Never in my LIFE did I envision being so attached to a possum. Sitting around watchin tv after work...with a damn possum snoozin on my lap! (Or my wifes,She Loves the little guy.)

Mike
 
Pocket gophers are "salamanders." "Gopher" is reserved to refer to the gopher tortoise. 

All aquatic salamanders are "mud puppies." 

Any of the slider-type turtles are either "streaked heads" or "cooters." Some local dialects also call soft shells "cooters," but in my time I never knew someone that didn't call a soft-shell by its proper name. 

Common snapping turtles are "loggerheads." Alligator Snappers are just "alligator turtles." 

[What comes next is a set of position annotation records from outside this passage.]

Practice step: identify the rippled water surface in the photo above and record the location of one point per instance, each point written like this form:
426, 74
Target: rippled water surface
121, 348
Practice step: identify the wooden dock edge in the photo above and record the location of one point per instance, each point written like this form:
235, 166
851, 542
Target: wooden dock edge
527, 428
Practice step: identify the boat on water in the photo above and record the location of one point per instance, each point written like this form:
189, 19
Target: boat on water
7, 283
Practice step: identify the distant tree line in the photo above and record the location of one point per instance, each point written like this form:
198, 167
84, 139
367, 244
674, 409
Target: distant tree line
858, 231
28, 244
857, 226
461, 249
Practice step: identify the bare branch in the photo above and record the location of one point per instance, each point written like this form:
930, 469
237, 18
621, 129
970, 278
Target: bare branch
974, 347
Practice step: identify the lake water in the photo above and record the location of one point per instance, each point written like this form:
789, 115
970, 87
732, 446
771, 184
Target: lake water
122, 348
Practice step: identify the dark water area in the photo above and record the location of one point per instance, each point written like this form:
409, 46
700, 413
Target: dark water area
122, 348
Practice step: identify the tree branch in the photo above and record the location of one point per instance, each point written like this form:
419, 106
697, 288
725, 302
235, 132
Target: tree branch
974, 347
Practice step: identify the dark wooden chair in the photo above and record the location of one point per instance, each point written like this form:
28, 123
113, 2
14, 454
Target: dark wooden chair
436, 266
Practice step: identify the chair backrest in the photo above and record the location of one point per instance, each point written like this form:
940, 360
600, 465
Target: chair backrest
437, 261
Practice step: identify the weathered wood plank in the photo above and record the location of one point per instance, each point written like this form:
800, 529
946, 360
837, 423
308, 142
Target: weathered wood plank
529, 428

Timber rattlers are "canebrakes." Named after an extinct kind of habitat that used to be common in the South until the end of the 1800s called a "canebrake," which was a kind of bamboo forest. I suppose timber rattlers like that habitat. 

Cougars are "panthers." 

Bobcats used to be just called "wild cats," but that was archaic in my lifetime. Most backwoodsmen in my lifetime did call a bobcat a bobcat. 

Concerning deer; a scrape is a "pawing," a rub is a "scrape," a button buck is a "nubbing," Antlers were called "horns" by most local hunters well into the 1980s. 

Black crappie are "specks."

All panfish are "bream," but primarily bluegill, shell-crackers, stump knockers, and warmouth.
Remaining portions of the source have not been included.